Acute rejection episodes following pediatric renal transplantation have been progressively reduced by recent immunosuppressive regimens. Nevertheless, grafts continue to fail over time and surrogate parameters for long-term RGS are lacking. We investigated post-transplant renal function within the first yr as an independent predictor of long-term RGS in 104 pediatric first kidney transplant recipients (mean age 11.1 +/- 3.9 yr; mean follow-up 8.3 +/- 3.5 yr) transplanted between January 1989 and December 2000. GFR was assessed by use of the Schwartz formula at 30 days and six and 12 months after transplantation, respectively. Patients were further stratified at all times according to GFR: (i) GFR<45 mL/min/1.73 m(2), (ii) GFR 45-80 mL/min/1.73 m(2), and (iii) GFR>80 mL/min/1.73 m(2).

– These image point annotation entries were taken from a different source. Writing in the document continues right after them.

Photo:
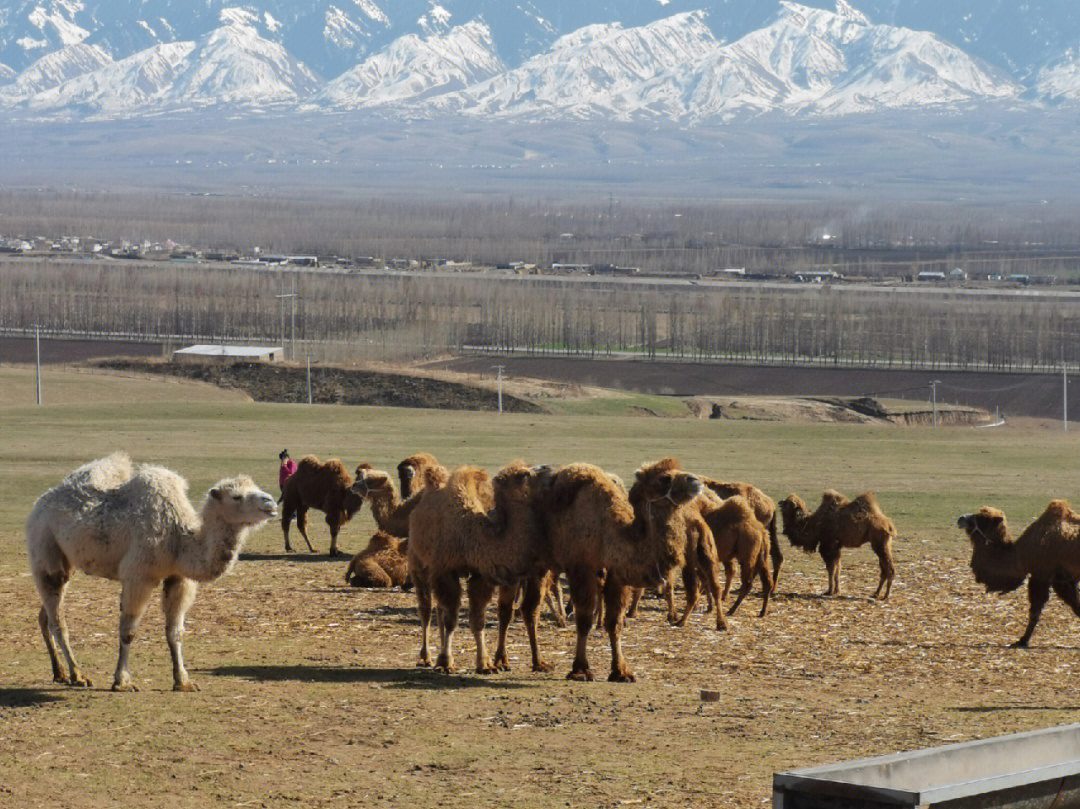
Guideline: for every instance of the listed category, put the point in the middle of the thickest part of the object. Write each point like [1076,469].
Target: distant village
[169,251]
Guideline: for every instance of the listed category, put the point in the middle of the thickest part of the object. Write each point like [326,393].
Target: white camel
[137,527]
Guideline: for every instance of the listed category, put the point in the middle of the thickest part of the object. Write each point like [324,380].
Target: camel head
[370,482]
[239,501]
[664,482]
[994,557]
[420,471]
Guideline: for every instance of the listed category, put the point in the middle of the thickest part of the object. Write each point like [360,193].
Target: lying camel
[322,486]
[1047,554]
[840,523]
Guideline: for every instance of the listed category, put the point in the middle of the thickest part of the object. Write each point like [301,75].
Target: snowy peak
[234,65]
[127,85]
[1060,80]
[593,70]
[54,69]
[413,68]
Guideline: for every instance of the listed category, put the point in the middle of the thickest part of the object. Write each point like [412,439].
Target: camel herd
[513,536]
[510,537]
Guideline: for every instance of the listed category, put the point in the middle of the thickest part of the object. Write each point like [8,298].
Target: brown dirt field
[1015,394]
[310,688]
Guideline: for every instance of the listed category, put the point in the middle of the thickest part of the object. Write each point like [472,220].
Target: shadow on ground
[406,678]
[27,697]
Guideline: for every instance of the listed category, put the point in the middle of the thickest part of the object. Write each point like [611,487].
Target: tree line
[345,317]
[684,237]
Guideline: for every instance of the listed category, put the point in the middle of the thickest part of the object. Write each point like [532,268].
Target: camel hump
[1061,510]
[664,464]
[833,498]
[469,480]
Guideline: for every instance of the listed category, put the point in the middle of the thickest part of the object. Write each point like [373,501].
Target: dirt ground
[310,696]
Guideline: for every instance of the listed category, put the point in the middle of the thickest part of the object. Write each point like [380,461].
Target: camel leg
[177,595]
[530,612]
[729,575]
[883,551]
[778,556]
[711,571]
[58,675]
[1038,594]
[670,595]
[692,593]
[555,603]
[287,512]
[480,594]
[447,592]
[51,588]
[768,584]
[508,596]
[746,576]
[1066,590]
[301,524]
[133,601]
[335,523]
[616,598]
[832,560]
[584,589]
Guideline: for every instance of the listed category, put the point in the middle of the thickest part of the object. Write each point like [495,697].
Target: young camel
[841,523]
[322,486]
[739,537]
[592,527]
[1047,554]
[140,529]
[488,531]
[765,511]
[383,563]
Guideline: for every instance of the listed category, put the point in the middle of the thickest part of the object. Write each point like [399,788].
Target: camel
[488,531]
[323,486]
[737,536]
[592,527]
[382,564]
[840,523]
[385,562]
[137,527]
[765,510]
[1047,554]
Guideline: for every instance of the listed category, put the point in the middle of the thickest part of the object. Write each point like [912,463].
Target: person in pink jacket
[286,469]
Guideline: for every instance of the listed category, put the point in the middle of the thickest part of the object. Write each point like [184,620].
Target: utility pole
[1065,398]
[292,319]
[37,363]
[500,368]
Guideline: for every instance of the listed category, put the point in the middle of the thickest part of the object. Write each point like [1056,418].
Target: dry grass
[309,692]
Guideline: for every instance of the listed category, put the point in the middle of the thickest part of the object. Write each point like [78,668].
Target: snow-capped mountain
[680,59]
[234,65]
[591,70]
[414,68]
[1060,80]
[55,68]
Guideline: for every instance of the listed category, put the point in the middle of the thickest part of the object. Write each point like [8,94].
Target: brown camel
[1047,554]
[323,486]
[841,523]
[382,564]
[592,527]
[487,530]
[385,562]
[765,510]
[738,536]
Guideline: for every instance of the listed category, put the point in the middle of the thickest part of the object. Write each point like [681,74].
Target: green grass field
[309,693]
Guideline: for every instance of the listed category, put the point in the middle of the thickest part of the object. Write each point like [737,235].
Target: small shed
[229,353]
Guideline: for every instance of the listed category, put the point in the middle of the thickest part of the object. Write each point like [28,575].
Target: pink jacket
[286,471]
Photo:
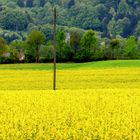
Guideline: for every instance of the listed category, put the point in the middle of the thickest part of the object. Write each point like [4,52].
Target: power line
[54,52]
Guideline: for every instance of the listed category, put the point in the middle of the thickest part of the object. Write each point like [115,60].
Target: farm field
[97,100]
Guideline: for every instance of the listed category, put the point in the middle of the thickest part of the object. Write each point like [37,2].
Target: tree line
[72,46]
[109,17]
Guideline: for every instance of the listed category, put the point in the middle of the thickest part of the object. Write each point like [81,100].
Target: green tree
[3,46]
[131,49]
[63,50]
[42,3]
[20,3]
[88,46]
[34,41]
[75,38]
[29,3]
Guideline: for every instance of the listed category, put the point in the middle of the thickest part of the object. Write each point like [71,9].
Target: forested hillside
[87,30]
[110,17]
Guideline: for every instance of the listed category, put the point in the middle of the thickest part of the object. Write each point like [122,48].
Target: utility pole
[54,52]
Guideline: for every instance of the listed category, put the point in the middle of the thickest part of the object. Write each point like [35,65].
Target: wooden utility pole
[54,52]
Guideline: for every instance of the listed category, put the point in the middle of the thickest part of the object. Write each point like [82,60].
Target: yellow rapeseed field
[92,104]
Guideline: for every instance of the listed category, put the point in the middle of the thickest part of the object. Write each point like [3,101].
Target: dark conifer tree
[42,3]
[71,3]
[20,3]
[29,3]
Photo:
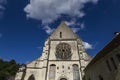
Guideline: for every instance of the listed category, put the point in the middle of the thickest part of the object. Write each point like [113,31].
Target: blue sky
[25,25]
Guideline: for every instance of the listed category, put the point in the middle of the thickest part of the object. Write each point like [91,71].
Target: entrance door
[63,79]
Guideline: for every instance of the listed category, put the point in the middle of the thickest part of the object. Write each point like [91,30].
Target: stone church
[63,58]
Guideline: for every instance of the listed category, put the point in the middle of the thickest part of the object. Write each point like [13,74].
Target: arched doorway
[31,77]
[63,79]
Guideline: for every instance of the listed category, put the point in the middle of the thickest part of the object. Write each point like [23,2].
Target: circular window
[63,51]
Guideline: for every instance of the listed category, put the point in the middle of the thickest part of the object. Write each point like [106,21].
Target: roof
[105,51]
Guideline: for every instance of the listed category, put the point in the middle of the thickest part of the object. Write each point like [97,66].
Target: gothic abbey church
[63,58]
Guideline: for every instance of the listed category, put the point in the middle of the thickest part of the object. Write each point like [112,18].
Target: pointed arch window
[52,72]
[76,75]
[63,51]
[31,77]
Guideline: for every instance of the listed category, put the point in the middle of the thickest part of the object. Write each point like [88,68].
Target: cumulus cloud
[73,25]
[50,10]
[2,7]
[0,35]
[87,45]
[48,29]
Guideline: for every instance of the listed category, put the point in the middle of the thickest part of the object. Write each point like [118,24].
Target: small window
[113,62]
[100,77]
[118,57]
[63,66]
[108,65]
[60,34]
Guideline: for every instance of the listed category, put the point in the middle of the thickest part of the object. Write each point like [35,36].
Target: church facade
[63,58]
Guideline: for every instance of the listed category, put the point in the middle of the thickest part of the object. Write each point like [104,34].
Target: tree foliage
[8,69]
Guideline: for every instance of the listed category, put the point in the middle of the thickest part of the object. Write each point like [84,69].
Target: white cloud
[2,7]
[48,29]
[50,10]
[87,45]
[73,25]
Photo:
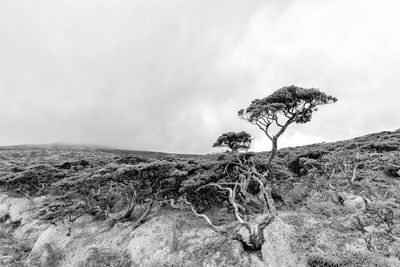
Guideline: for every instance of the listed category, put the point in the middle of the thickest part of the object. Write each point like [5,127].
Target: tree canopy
[234,141]
[285,106]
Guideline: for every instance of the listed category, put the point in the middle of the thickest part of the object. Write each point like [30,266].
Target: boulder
[276,250]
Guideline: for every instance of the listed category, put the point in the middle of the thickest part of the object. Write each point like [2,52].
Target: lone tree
[234,141]
[247,185]
[285,106]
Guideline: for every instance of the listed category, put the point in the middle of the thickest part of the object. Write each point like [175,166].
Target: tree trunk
[273,151]
[127,214]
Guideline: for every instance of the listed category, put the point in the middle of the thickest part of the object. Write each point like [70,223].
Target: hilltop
[62,205]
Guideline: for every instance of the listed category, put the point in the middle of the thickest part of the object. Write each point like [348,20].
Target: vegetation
[234,141]
[285,106]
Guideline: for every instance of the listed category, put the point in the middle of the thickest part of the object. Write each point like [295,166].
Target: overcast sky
[171,75]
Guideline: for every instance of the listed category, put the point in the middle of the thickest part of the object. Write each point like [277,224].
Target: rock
[354,202]
[19,209]
[276,250]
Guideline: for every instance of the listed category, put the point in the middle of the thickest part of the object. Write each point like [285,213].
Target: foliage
[234,141]
[286,105]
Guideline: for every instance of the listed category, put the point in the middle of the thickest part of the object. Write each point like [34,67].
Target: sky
[171,75]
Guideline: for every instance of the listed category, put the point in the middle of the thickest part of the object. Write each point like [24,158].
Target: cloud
[171,75]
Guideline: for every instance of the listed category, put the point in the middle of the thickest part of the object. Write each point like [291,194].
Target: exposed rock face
[354,202]
[149,245]
[276,250]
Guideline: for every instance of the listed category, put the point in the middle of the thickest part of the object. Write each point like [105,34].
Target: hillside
[338,204]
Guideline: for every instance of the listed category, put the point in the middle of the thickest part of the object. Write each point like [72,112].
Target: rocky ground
[338,205]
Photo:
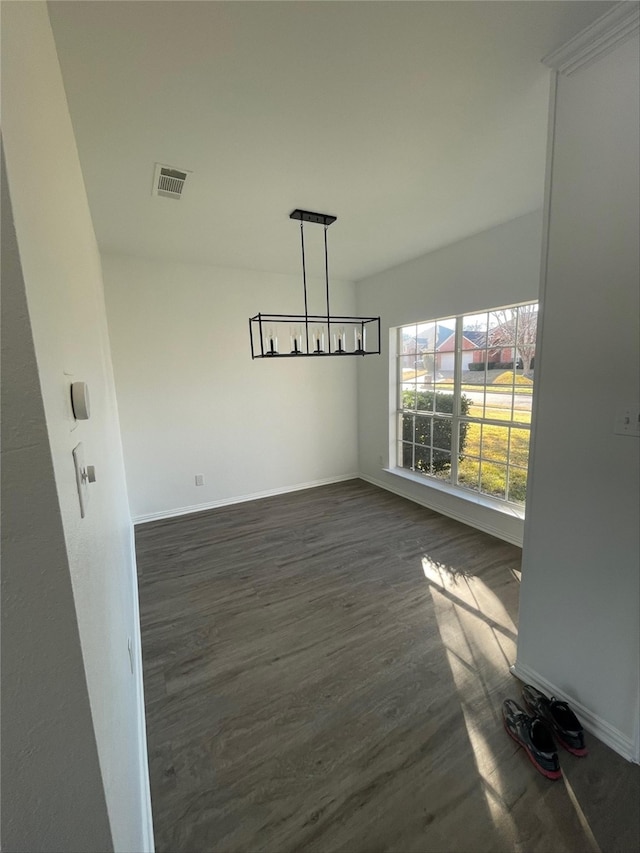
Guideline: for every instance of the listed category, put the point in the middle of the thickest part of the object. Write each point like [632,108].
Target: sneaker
[534,736]
[564,723]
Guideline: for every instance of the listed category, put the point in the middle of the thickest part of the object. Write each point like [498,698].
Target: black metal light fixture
[296,335]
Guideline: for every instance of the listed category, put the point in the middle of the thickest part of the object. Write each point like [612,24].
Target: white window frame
[396,444]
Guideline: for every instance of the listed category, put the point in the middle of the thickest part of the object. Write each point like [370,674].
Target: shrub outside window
[465,387]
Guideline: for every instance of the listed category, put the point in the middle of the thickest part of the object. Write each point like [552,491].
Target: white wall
[193,402]
[580,603]
[497,267]
[62,277]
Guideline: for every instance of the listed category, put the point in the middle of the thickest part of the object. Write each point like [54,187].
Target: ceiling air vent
[169,182]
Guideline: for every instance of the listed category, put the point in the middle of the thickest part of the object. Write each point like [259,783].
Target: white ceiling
[415,123]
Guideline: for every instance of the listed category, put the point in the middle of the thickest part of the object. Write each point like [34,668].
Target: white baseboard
[604,731]
[187,510]
[146,816]
[426,501]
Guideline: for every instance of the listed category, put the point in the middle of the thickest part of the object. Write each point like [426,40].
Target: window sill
[457,492]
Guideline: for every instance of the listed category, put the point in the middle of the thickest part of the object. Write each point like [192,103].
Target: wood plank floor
[324,671]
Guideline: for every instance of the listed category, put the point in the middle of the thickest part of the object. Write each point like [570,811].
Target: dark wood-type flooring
[324,671]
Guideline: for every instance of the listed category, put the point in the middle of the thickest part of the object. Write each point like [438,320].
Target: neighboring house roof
[470,340]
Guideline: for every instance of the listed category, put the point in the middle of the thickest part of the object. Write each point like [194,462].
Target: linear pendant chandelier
[297,335]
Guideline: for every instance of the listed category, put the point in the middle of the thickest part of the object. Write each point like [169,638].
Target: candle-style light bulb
[272,341]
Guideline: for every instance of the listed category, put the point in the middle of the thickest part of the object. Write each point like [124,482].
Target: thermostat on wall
[80,400]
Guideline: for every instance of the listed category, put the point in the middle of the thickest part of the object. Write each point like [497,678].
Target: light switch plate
[81,482]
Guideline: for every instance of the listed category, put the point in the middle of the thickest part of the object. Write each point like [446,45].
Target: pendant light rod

Cox regression analysis including factors potentially influencing long-term RGS, e.g., age, gender, transplant yr, HLA-mismatch, underlying renal disease, clinical acute rejection, absolute GFR as well as the change in GFR within the first yr was performed. Graft failure occurred in 24 out of 104 patients (23%) 6.2 yr (mean) after transplantation corresponding to a cumulative five-yr graft survival of 87.5%. GFRs at 30 days and six and 12 months were significantly associated with long-term RGS in the univariate cox regression analysis (GFR at 30 days, p = 0.045; GFR at six months, p = 0.004; GFR at 12 months, p < 0.001). None of the other variables were significant parameters of correlation. Multivariate cox analysis revealed a GFR below 45 mL/min/1.73 m(2) at 12 months after transplantation as the only independent predictor of long-term RGS (hazard ratio 55.9, 95% CI 5.29-591, p = 0.001). GFR at 12 months post-transplant is an excellent surrogate parameter for long-term RGS in children. This parameter might be useful as a primary end-point in short-term pediatric clinical trials.

摘要

近年来的免疫抑制方案已使小儿肾移植后的急性排斥反应发生率逐步降低。然而,随着时间的推移,移植肾仍会出现功能衰竭,且缺乏长期移植肾存活(RGS)的替代指标。我们调查了1989年1月至2000年12月期间接受首次肾移植的104例小儿患者(平均年龄11.1±3.9岁;平均随访8.3±3.5年)移植后第1年的肾功能,将其作为长期RGS的独立预测指标。分别在移植后30天、6个月和12个月时,使用施瓦茨公式评估肾小球滤过率(GFR)。根据GFR在所有时间点对患者进行进一步分层:(i)GFR<45 mL/min/1.73 m²,(ii)GFR 45 - 80 mL/min/1.73 m²,以及(iii)GFR>80 mL/min/1.73 m²。进行Cox回归分析,纳入可能影响长期RGS的因素,如年龄、性别、移植年份、HLA错配、潜在肾病、临床急性排斥反应、绝对GFR以及第1年GFR的变化。104例患者中有24例(23%)在移植后6.2年(平均)出现移植肾失功,5年累积移植肾存活率为87.5%。在单因素Cox回归分析中,移植后30天、6个月和12个月时的GFR与长期RGS显著相关(移植后30天GFR,p = 0.045;移植后6个月GFR,p = 0.004;移植后12个月GFR,p < 0.001)。其他变量均不是显著的相关参数。多因素Cox分析显示,移植后12个月时GFR低于45 mL/min/1.73 m²是长期RGS的唯一独立预测指标(风险比55.9,95%可信区间5.29 - 591,p = 0.001)。移植后12个月时的GFR是儿童长期RGS的一个优良替代指标。该指标可作为小儿短期临床试验的主要终点。